Mimo to w Sejmie został złożony projekt nowelizacji, która ma ujawniać majątki małżonków polityków, jednak zanim wejdzie ona w życie, to upłynie jeszcze sporo czasu. Podczas ostatniego posiedzenia sejmowego odbyło się już pierwsze czytanie tejże nowelizacji, ale nie przeprowadzono jeszcze szczegółowej analizy tekstu, a na nadchodzącym posiedzeniu, które będzie ostatnim w tej kadencji, zostanie podsumowana praca komisji, która zajmuje się tą ustawą.

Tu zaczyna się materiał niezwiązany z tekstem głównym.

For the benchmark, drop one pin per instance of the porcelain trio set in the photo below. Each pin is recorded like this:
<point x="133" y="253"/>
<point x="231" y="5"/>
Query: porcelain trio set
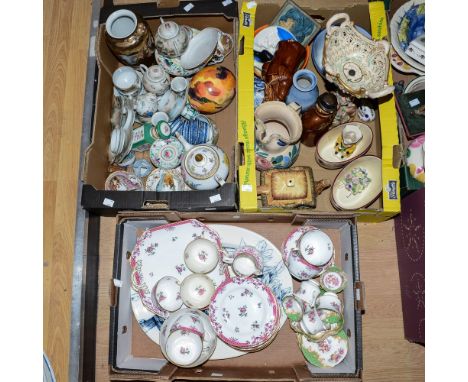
<point x="291" y="113"/>
<point x="200" y="296"/>
<point x="160" y="130"/>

Dodatkowo, nawet jeżeli posłowie jakimś cudem przegłosują nowelizację na nadchodzącym posiedzeniu, to musi ona przejść jeszcze przez Senat, a to sprawia, że faktyczny majątek małżonków polityków poznamy najwcześniej pod koniec roku, czyli już po wyborach do Sejmu. Jest to bardzo sprytna zagrywka, ponieważ dzięki temu PiS unika kolejnej afery, a niestety w ostatnim czasie partia Jarosława Kaczyńskiego miała ich sporo na głowie.